It's not the players holding Arsenal back...

Arsenal just need two or three players to be title challengers. That has been the narrative for almost the entirety of the decade since Arsenal last won the Premier League. It was based on the belief that we had a good squad but required a couple of so-called world class players to push us to the level of our rivals. With every failure to win the league, the narrative was perpetuated to the point that it became accepted wisdom. Whether you were a fan or a pundit, everyone knew that Arsenal needed two or three more players to become challengers again.
But do they really? Last summer, Arsenal went and got those fabled three players: Shkodran Mustafi, Granit Xhaka and Lucas Perez. Uncharacteristically, they spent nearly £100 million just to bring those three to the club, making them one of the biggest spenders in the process. This is the biggest and most complete squad of players Arsenal have had in a long time. Yet, they find themselves well behind Chelsea and looked anything but title contenders against Watford on Tuesday night.
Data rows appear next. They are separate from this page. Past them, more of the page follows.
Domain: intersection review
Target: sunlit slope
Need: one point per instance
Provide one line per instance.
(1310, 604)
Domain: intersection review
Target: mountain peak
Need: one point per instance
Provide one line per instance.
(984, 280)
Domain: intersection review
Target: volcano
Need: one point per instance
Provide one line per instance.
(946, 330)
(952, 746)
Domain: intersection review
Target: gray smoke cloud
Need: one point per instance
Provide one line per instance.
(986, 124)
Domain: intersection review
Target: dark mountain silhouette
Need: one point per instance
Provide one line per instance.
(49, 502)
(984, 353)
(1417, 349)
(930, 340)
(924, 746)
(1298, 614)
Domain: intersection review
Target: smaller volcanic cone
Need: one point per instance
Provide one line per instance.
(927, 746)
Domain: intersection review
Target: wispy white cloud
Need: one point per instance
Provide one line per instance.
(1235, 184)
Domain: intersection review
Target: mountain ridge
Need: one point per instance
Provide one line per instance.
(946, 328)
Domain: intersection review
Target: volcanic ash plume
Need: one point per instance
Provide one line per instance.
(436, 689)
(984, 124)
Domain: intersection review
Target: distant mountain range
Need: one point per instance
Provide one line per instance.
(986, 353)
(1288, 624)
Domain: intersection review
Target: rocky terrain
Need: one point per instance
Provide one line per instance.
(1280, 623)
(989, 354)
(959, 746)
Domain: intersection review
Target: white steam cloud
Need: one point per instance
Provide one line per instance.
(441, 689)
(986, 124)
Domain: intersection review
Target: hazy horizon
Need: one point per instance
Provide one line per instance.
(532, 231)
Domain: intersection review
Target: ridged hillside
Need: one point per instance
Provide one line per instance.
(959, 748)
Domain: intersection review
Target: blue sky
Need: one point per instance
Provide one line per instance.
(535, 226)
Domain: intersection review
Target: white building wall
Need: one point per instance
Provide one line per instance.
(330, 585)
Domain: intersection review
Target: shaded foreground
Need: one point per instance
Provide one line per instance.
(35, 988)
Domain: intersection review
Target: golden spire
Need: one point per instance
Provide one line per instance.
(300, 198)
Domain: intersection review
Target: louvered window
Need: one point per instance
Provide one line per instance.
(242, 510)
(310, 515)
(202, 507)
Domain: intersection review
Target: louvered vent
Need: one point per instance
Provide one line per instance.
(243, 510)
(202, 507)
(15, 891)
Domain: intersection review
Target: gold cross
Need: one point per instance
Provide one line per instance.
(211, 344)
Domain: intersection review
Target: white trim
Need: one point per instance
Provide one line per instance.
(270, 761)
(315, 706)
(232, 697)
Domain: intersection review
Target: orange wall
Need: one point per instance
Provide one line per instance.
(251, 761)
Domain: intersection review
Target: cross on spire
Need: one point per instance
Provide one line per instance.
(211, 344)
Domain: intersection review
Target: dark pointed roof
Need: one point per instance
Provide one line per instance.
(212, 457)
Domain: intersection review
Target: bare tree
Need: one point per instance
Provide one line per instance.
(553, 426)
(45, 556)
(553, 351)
As much as we enjoy scapegoating players – Aaron Ramsey is the go-to player to blame for everything these days – there’s only so much the players can do if the conditions aren’t right. Modern football, for all the money that’s thrown about by clubs, is much more about preparation, coaching, tactics and mentality than player quality. In the Premier League especially, the gap between the biggest and smallest teams isn’t as vast as it once was.
You don’t need to look far to find a good example of this. Chelsea made minimal changes to a squad that imploded under Mourinho last season but once more find themselves runaway leaders. Many claimed they needed to renovate their squad to reach that level again, but Conte has proven otherwise. He brought organisation and motivation back to the Chelsea squad, and changed the system to one that extracted the best out of their players while minimalizing their weaknesses. Victor Moses encapsulate this, going from an average winger to an important wing-back.
Likewise, Leicester City last season proved that success is not built on player quality alone. While their title win was miraculous, it nonetheless showed the importance of good organisation and motivation. Arsenal, despite having a vastly more talented group of players, didn’t come close to winning the title that year.
Surely that says a lot about the modern Arsenal. Very rarely do Arsenal play with the same organisation and purpose as this year’s Chelsea or last year’s Leicester. We’re a team with several tactical flaws and worryingly reliant on the individual qualities of certain players. Last year it was Ozil. This year it’s Alexis. When these players don’t perform, as they’re bound to do at certain points in a season, we struggle to win even the most straightforward of games. We’re a team that wants to play attractive, passing football with highly technical players, yet struggle to play around an opposition press. We want to be an effective attacking force, yet hinder our own attack by playing narrow. We have no distinct approach to defending, often falling somewhere between pressing and sitting deep and doing neither well. I can go on.
Arsene Wenger has a deep and versatile squad. He can play any way he desires with the players at his disposal. But these issues have been around for many years now and he continues to fail to address them. Little wonder, then, that Arsenal lose games in the exact same way every season. You can tick them off: comprehensively outplayed away to a title rival, slipping up against mid-table sides, and having “accidents” in home games they’re expected to win comfortably. Every now and then they’ll put in a performance of real intensity and quality, such as when they beat Chelsea 3-0 earlier in the season. But these are exceptions, not the norm.
Far be it for me to claim I know better than Wenger, but it’s frustrating to watch Olivier Giroud play yet never be supplied with good service from wide because the wide players have been given freedom to roam infield. It’s frustrating to watch Alexis and Ozil press the opposition, get beaten, turn back and see the rest of the team hasn’t followed them, making their efforts wasted energy. It’s frustrating to watch Koscielny and Mustafi pass it amongst themselves because the midfield fails to provide them an option. It’s downright infuriating watching Cech lump it long whenever the opposition put on a press. Isn’t this meant to be a team confident in its technical ability and passing?
None of those are issues that can’t be resolved on the training pitch. You don’t need to spend tons of money and high quality players to execute those things well. I’ve seen many teams in Europe over the last few years have success with cheaply assembled squads: Borussia Dortmund’s Bundesliga wins under Klopp, Atletico Madrid winning La Liga under Simeone, Sevilla winning three consecutive Europa League trophies under Emery and, of course, Leicester winning the Premier League last season. In each case, good organisation, preparation, coaching and motivation have overcome any gaps in talent. Equally, for the super clubs of Europe – the Barcas, Madrids and Bayerns – those things have emphasised the gaps in talent.
Replacing Wenger might not fix everything. There’ll certainly be a transitional period once his reign has ended. But the longer we go without improving on our issues, the more I’m convinced that it’s Wenger who’s holding Arsenal back, and not the players.